Communication error between local processes and remote processes

Hi,
I’m experimenting with a setup and I’m getting a strange behavior.

using Distributed

loc_proc = addprocs(4) # this adds processes 2 to 5 on the local machine
rem_proc = addprocs([("foo@remote_machine", :auto)]) # this adds processes 6 to 37 on a remote machine
rem_proc_2 = addprocs([("foo@remote_machine", :auto)]) # this add processes 38 to 45 on another remote machine

if I run

r = remotecall(rand, 6, 2, 2)
s = @spawnat 38 1 .+ fetch(r)
fetch(s)

everything works as expected, the remote workers are able to communicate between them.

If I try to mix remote and local processes as in

r = remotecall(rand, 2, 2, 2)
s = @spawnat 6 1 .+ fetch(r)
fetch(s)

I get the following error:

From worker 6: ┌ Error: Error on 6 while connecting to peer 2, exiting
From worker 6: │ exception =
From worker 6: │ IOError: connect: connection refused (ECONNREFUSED)
From worker 6: │ Stacktrace:
From worker 6: │ [1] wait_connected(x::Sockets.TCPSocket)
From worker 6: │ @ Sockets /opt/julia-1.7.3/share/julia/stdlib/v1.7/Sockets/src/Sockets.jl:532
From worker 6: │ [2] connect
From worker 6: │ @ /opt/julia-1.7.3/share/julia/stdlib/v1.7/Sockets/src/Sockets.jl:567 [inlined]
From worker 6: │ [3] connect_to_worker(host::String, port::Int64)
From worker 6: │ @ Distributed /opt/julia-1.7.3/share/julia/stdlib/v1.7/Distributed/src/managers.jl:632
From worker 6: │ [4] connect_w2w(pid::Int64, config::WorkerConfig)
From worker 6: │ @ Distributed /opt/julia-1.7.3/share/julia/stdlib/v1.7/Distributed/src/managers.jl:580
From worker 6: │ [5] connect(manager::Distributed.DefaultClusterManager, pid::Int64, config::WorkerConfig)
From worker 6: │ @ Distributed /opt/julia-1.7.3/share/julia/stdlib/v1.7/Distributed/src/managers.jl:512
From worker 6: │ [6] connect_to_peer(manager::Distributed.DefaultClusterManager, rpid::Int64, wconfig::WorkerConfig)
From worker 6: │ @ Distributed /opt/julia-1.7.3/share/julia/stdlib/v1.7/Distributed/src/process_messages.jl:355
From worker 6: │ [7] (::Distributed.var"#121#123"{Int64, WorkerConfig})()
From worker 6: │ @ Distributed /opt/julia-1.7.3/share/julia/stdlib/v1.7/Distributed/src/process_messages.jl:342
From worker 6: │ [8] exec_conn_func(w::Distributed.Worker)
From worker 6: │ @ Distributed /opt/julia-1.7.3/share/julia/stdlib/v1.7/Distributed/src/cluster.jl:181
From worker 6: │ [9] (::Distributed.var"#21#24"{Distributed.Worker})()
From worker 6: │ @ Distributed ./task.jl:429
From worker 6: └ @ Distributed /buildworker/worker/package_linux64/build/usr/share/julia/stdlib/v1.7/Distributed/src/process_messages.jl:362

I’m confused since I did not change the default topology, so I would expect that all processes would communicate with all processes.
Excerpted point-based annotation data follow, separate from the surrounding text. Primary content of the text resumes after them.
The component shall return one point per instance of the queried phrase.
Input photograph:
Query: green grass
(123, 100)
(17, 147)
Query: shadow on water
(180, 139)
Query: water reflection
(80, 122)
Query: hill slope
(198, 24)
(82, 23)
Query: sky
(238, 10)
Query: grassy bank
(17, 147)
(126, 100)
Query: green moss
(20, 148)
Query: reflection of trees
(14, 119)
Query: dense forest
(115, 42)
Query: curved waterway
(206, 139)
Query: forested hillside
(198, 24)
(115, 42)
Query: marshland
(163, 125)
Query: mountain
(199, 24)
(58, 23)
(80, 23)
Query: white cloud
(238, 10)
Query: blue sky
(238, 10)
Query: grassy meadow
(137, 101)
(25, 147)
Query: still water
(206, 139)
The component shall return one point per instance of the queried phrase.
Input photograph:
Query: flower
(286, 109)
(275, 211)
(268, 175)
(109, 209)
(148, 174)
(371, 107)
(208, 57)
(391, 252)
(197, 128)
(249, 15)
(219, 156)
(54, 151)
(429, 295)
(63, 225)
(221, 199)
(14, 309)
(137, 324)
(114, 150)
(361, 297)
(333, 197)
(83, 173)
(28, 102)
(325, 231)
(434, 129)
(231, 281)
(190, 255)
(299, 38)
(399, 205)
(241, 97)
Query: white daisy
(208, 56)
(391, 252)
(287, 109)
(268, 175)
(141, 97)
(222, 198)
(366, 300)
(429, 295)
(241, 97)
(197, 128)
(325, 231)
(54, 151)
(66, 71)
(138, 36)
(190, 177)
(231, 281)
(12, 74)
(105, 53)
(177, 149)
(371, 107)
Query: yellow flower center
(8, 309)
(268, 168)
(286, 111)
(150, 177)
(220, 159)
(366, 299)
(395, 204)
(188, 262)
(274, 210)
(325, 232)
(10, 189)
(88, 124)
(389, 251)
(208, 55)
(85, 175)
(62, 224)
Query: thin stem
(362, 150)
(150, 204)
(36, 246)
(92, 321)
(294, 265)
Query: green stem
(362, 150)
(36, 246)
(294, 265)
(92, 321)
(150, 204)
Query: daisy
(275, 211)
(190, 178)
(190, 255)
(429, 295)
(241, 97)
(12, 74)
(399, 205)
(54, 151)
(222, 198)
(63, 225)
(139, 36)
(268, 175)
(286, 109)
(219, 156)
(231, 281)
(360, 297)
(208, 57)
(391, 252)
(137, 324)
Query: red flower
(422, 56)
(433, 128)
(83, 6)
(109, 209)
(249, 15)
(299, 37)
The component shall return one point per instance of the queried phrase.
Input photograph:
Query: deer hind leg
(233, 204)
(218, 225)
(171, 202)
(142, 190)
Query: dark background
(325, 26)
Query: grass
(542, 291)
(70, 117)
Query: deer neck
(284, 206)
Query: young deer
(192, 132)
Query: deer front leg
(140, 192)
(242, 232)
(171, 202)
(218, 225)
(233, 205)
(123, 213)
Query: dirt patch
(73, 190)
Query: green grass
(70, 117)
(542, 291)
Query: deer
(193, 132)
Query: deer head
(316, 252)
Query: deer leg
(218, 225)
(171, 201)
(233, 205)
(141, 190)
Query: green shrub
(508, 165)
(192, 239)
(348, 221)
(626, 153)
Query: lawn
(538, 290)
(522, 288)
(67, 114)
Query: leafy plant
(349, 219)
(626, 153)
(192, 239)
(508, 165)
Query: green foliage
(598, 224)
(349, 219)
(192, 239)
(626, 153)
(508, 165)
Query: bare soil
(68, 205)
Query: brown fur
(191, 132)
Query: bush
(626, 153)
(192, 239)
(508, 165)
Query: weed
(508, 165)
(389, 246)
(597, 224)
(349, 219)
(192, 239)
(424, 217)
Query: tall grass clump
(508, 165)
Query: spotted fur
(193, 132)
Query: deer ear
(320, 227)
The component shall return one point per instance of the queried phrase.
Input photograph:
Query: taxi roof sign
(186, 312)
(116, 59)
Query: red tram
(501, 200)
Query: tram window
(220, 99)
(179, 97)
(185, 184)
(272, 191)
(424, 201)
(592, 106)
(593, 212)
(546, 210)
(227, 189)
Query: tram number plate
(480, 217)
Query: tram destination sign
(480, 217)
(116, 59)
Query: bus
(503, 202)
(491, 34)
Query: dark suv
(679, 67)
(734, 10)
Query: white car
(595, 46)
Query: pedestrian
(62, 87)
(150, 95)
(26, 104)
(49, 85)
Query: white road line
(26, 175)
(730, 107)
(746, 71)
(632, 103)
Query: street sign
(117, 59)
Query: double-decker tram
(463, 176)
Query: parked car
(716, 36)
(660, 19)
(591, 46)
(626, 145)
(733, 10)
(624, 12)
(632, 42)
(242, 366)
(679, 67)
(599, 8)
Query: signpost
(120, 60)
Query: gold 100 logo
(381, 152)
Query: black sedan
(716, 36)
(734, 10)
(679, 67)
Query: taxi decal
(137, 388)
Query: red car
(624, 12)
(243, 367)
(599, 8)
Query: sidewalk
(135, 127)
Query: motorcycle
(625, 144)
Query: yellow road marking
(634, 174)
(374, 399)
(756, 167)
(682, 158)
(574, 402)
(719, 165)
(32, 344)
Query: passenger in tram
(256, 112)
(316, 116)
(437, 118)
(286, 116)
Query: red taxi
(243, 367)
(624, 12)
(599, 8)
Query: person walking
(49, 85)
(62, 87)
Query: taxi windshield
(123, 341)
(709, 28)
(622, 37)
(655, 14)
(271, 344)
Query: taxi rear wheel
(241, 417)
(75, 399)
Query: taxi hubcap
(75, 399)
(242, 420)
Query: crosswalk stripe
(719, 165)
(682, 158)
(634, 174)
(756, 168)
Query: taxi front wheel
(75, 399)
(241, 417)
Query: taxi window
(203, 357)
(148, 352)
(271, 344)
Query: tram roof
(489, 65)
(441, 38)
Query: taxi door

Ok, it seems that specifying

loc_proc = addprocs(4; restrict = false)

solves the issue.

As stated in the documentation

addprocs(np::Integer; restrict=true, kwargs...)

Launches workers using the in-built LocalManager which only launches workers on the local host. This can be used to take advantage of multiple cores. addprocs(4) will add 4 processes on the local machine. If restrict is true, binding is restricted to 127.0.0.1. Keyword args dir, exename, exeflags, topology, lazy and enable_threaded_blas have the same effect as documented for addprocs(machines).